While the secretary of state ensures the democratic process itself can run smoothly, candidates will have unique challenges this election cycle. COVID-19 and accompanying social distancing measures have stunted any springtime campaign plans. Talking to voters face-to-face and knocking on doors is impossible.

“I genuinely enjoy canvassing,” says John Donegan, city councilman for Ward 3, Cranston. “I make sure to walk every street, every year, and I’m glad I did it last year.” Donegan did a rare thing in Ocean State politics; he canvassed his ward in an off-election year. Connecting voters now will still be difficult, especially as their issues change.

“It will become much harder in person no matter what,” says Justine Caldwell, a representative running for re-election in House District 30. “Even if we’re allowed to meet voters one on one. We don’t know their medical history or preexisting conditions, they might not feel safe opening their doors.” Caldwell was originally planning to start canvassing in March, just after St. Patrick’s Day, but the pandemic required a change in plans.

 Much of her time now is spent helping her constituents through the crisis, filling out SBA loans for local small businesses and navigating the state’s unemployment system. “We are trying to think of creative ways to campaign,” she says. “The problem is, a lot of those creative ways don’t reach elderly voters, who show up to vote.” Caldwell has been working with her local town committee to make sure voters are kept informed and taught how to get and use a mail ballot.

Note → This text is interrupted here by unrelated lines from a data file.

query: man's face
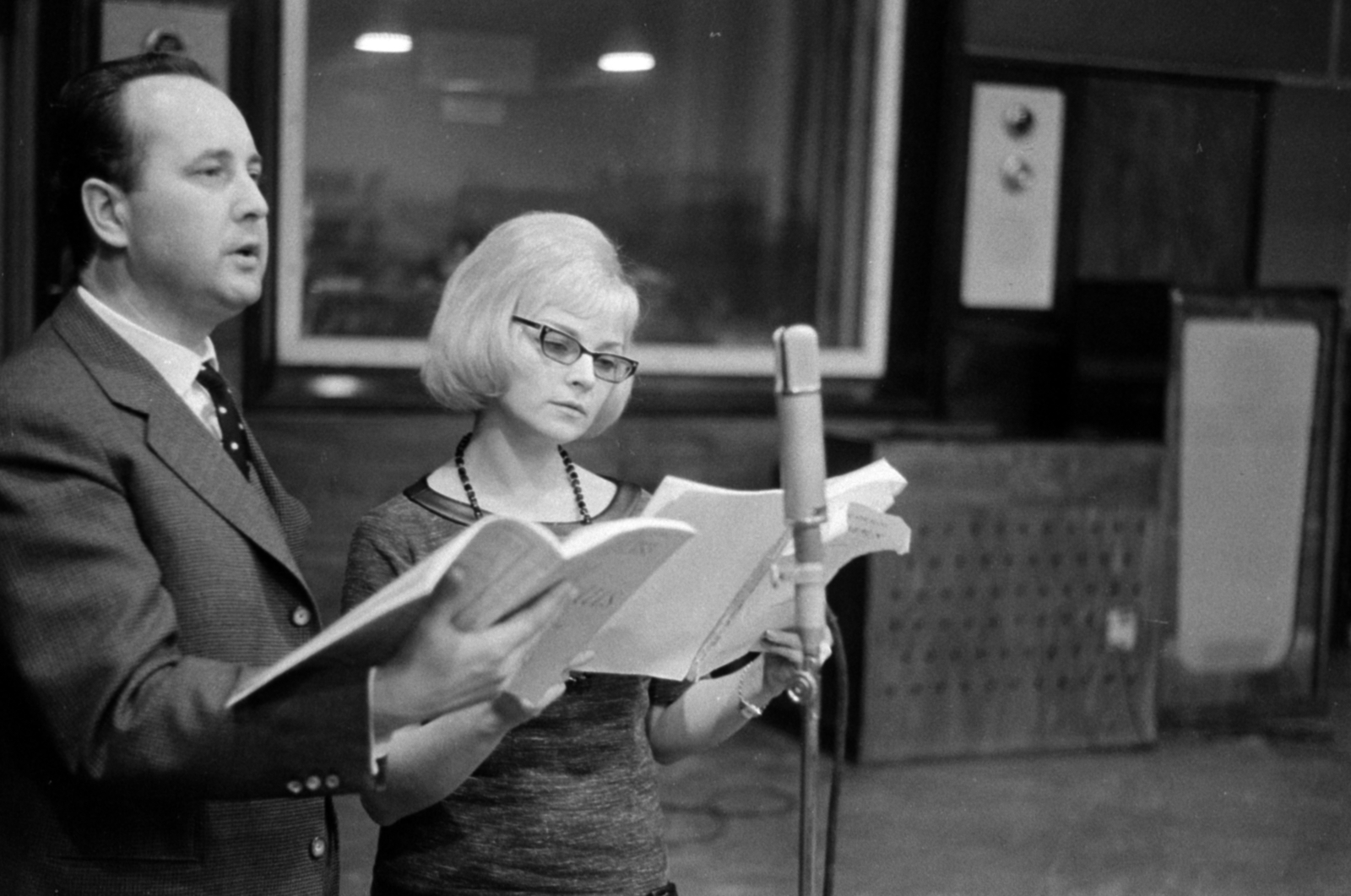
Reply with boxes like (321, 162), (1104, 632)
(123, 74), (268, 329)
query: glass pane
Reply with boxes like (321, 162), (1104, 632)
(279, 0), (902, 369)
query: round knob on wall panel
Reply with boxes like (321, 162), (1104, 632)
(1000, 155), (1034, 193)
(1004, 103), (1036, 139)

“The problem is, how do you reach all these people that don’t even know you can help them?” asks Caldwell. Mailers are another key way for candidates to reach large numbers of voters quickly and get important information about voting deadlines to constituents. However, for new candidates or recent incumbents looking to clinch a re-elect, there’s always the money problem. 

“Mailers can be expensive,” says Donegan. Depending on the size of the area, they can cost anywhere from $1,000 to $4,000 to reach every voter. Candidates right now would rather see money go toward people in their community rather than campaigns. Even traditional campaign launches and announcements have to be dramatically re-imagined for the COVID-19 age. Cranston City Councilman Steve Stycos planned to launch his mayoral campaign from Pub on Park last month. The virus put the brakes on any kind of gathering, so in place of a traditional campaign launch, Stycos and his wife did an AMA on a Facebook Live video. Similarly, Caldwell has taken to connecting with voters over live video on Facebook.

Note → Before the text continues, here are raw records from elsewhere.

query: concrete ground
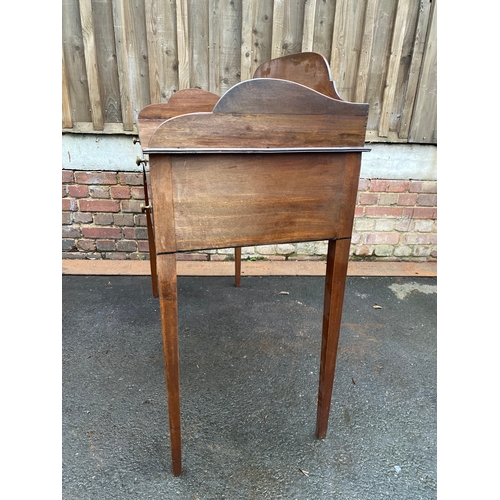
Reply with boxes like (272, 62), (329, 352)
(62, 275), (437, 500)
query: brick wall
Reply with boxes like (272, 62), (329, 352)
(62, 170), (437, 261)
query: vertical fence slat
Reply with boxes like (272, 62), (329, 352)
(409, 0), (437, 143)
(302, 0), (316, 52)
(271, 0), (285, 59)
(79, 0), (104, 130)
(144, 0), (163, 104)
(216, 0), (241, 94)
(62, 51), (73, 128)
(240, 0), (273, 80)
(62, 0), (436, 142)
(330, 0), (365, 101)
(113, 0), (134, 130)
(354, 0), (378, 102)
(240, 0), (257, 81)
(175, 0), (190, 90)
(208, 0), (224, 95)
(378, 0), (409, 137)
(62, 0), (92, 122)
(144, 0), (179, 103)
(188, 0), (210, 90)
(398, 0), (436, 139)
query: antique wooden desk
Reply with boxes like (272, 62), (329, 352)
(138, 53), (368, 475)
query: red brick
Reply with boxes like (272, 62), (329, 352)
(82, 227), (122, 239)
(398, 193), (418, 207)
(356, 245), (373, 256)
(62, 170), (73, 182)
(94, 212), (113, 226)
(359, 193), (378, 205)
(104, 252), (127, 260)
(354, 207), (365, 217)
(62, 226), (82, 238)
(137, 240), (149, 252)
(401, 233), (437, 245)
(73, 212), (92, 224)
(409, 181), (437, 194)
(365, 233), (399, 245)
(131, 187), (144, 200)
(135, 214), (147, 226)
(80, 200), (120, 212)
(177, 253), (209, 260)
(365, 207), (403, 217)
(62, 198), (78, 212)
(358, 179), (370, 191)
(113, 214), (136, 227)
(121, 200), (142, 213)
(116, 240), (137, 252)
(417, 194), (437, 207)
(111, 186), (130, 200)
(128, 252), (149, 260)
(76, 240), (96, 252)
(123, 227), (148, 240)
(75, 172), (116, 184)
(68, 184), (89, 198)
(404, 207), (437, 219)
(89, 186), (110, 198)
(118, 172), (143, 186)
(370, 179), (410, 193)
(95, 240), (116, 252)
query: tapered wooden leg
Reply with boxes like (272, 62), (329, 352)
(234, 247), (241, 286)
(316, 239), (351, 439)
(158, 254), (182, 476)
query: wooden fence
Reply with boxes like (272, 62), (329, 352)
(62, 0), (437, 144)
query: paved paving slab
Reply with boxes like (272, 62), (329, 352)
(62, 276), (437, 500)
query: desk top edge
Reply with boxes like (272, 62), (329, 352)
(143, 147), (371, 154)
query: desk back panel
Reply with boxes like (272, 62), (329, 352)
(150, 153), (361, 253)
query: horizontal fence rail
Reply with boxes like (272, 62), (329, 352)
(62, 0), (437, 144)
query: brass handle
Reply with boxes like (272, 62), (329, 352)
(135, 157), (148, 165)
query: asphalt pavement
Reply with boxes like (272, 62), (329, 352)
(62, 276), (437, 500)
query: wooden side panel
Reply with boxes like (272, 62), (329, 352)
(149, 155), (176, 254)
(146, 113), (366, 153)
(170, 153), (359, 251)
(137, 89), (219, 149)
(148, 78), (368, 149)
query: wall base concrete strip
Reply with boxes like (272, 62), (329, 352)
(62, 259), (437, 277)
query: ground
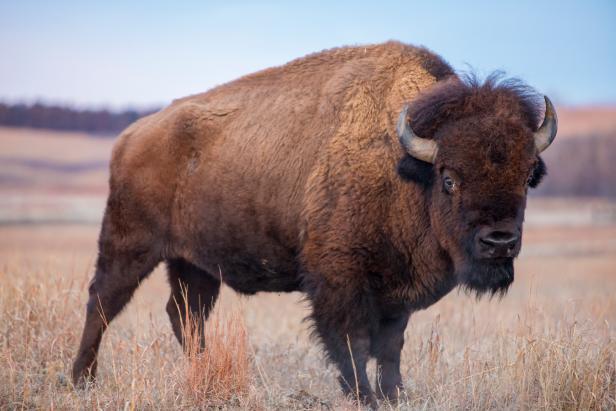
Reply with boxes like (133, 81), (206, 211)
(0, 128), (616, 410)
(0, 200), (616, 409)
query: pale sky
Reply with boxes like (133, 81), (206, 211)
(0, 0), (616, 108)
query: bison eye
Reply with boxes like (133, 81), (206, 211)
(443, 176), (456, 194)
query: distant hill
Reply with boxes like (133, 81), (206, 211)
(0, 104), (616, 198)
(0, 103), (157, 135)
(536, 107), (616, 198)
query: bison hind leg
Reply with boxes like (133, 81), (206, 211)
(167, 258), (220, 348)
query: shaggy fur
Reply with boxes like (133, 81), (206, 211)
(73, 42), (552, 405)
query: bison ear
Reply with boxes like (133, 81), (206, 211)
(398, 154), (434, 188)
(528, 157), (548, 188)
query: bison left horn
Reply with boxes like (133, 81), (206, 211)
(398, 106), (438, 164)
(535, 96), (558, 153)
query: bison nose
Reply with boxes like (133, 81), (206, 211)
(477, 229), (520, 258)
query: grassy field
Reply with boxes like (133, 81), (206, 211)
(0, 127), (616, 410)
(0, 201), (616, 410)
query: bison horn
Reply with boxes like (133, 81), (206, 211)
(535, 96), (558, 153)
(398, 106), (436, 164)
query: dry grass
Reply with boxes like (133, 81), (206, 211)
(183, 298), (251, 407)
(0, 214), (616, 410)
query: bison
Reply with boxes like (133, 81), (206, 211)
(73, 42), (557, 406)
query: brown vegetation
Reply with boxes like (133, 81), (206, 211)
(0, 211), (616, 410)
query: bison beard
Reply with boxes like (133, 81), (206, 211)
(456, 258), (513, 297)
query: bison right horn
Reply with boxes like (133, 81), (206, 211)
(535, 96), (558, 153)
(398, 106), (438, 164)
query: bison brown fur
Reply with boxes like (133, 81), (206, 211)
(73, 42), (553, 405)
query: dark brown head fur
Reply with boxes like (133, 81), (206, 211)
(398, 73), (545, 293)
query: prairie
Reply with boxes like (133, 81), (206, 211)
(0, 129), (616, 410)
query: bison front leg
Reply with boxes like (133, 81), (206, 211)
(311, 285), (378, 409)
(371, 312), (409, 401)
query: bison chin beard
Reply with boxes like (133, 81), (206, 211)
(456, 258), (513, 297)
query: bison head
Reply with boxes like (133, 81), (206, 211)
(398, 76), (557, 294)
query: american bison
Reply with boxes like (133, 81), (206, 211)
(73, 42), (557, 405)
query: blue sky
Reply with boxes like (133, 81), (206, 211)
(0, 0), (616, 108)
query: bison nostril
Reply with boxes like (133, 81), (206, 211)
(478, 230), (520, 257)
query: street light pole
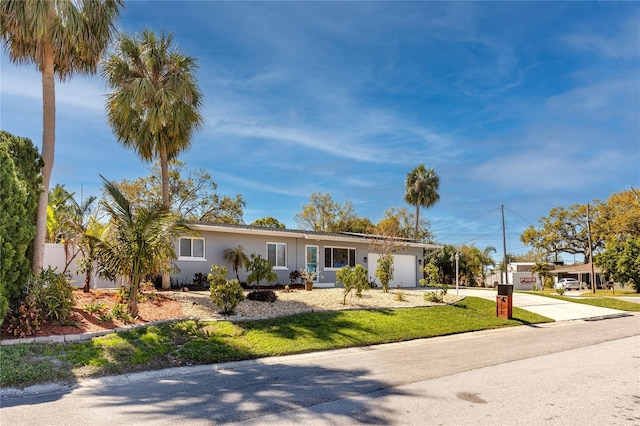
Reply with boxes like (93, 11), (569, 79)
(456, 252), (460, 296)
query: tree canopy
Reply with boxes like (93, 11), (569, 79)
(404, 164), (440, 240)
(117, 160), (246, 224)
(520, 204), (604, 263)
(251, 216), (286, 229)
(102, 29), (202, 211)
(377, 207), (433, 241)
(0, 0), (123, 274)
(295, 192), (358, 232)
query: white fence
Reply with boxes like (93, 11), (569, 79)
(44, 244), (122, 289)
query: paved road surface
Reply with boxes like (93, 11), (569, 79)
(449, 288), (625, 321)
(0, 315), (640, 426)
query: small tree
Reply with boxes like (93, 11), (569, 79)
(420, 259), (440, 287)
(375, 254), (393, 293)
(207, 265), (244, 315)
(94, 177), (191, 317)
(224, 245), (249, 281)
(336, 264), (369, 305)
(595, 237), (640, 293)
(247, 253), (278, 291)
(531, 261), (551, 290)
(0, 130), (43, 324)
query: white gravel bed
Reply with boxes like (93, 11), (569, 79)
(165, 288), (461, 320)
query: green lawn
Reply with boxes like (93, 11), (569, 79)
(0, 297), (552, 387)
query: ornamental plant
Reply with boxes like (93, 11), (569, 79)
(207, 265), (244, 315)
(336, 264), (369, 305)
(376, 254), (393, 293)
(247, 253), (278, 291)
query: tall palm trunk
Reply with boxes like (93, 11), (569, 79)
(413, 197), (420, 240)
(129, 274), (140, 318)
(32, 42), (56, 275)
(160, 143), (171, 290)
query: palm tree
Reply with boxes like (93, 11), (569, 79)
(95, 176), (189, 317)
(404, 164), (440, 240)
(101, 30), (202, 289)
(531, 260), (551, 290)
(224, 246), (249, 281)
(480, 246), (497, 284)
(0, 0), (123, 274)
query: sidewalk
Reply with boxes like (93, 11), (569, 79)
(449, 288), (628, 321)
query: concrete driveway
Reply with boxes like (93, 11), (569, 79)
(449, 288), (628, 321)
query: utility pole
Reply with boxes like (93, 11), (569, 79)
(456, 252), (460, 296)
(500, 204), (509, 284)
(587, 203), (596, 294)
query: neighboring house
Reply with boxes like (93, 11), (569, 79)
(178, 223), (442, 288)
(552, 263), (605, 288)
(485, 262), (556, 290)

Connecting with voters is more important than ever, especially at a time when the coronavirus prevents meeting them in person. “We’ve got to be the listening ears of the public,” says Alex Kithes, Woonsocket City Council. Kithes sees digital outreach as the way forward, and has focused on connecting with voters online. Now more than ever he’s concerned about worsening inequality in light of the pandemic. “I think the pandemic highlights a lot of the fundamental flaws in the design of our healthcare and housing systems,” he says. “We live in a very working class city; a lot of residents live paycheck to paycheck.” It’s not just about handling the current crisis; it’s also about redesigning our response to be prepared for future crises.

No matter how long it takes or what is decided, campaigning will go on. Like all other aspects of life, they will have to adjust in what the governor has called “the new normal.”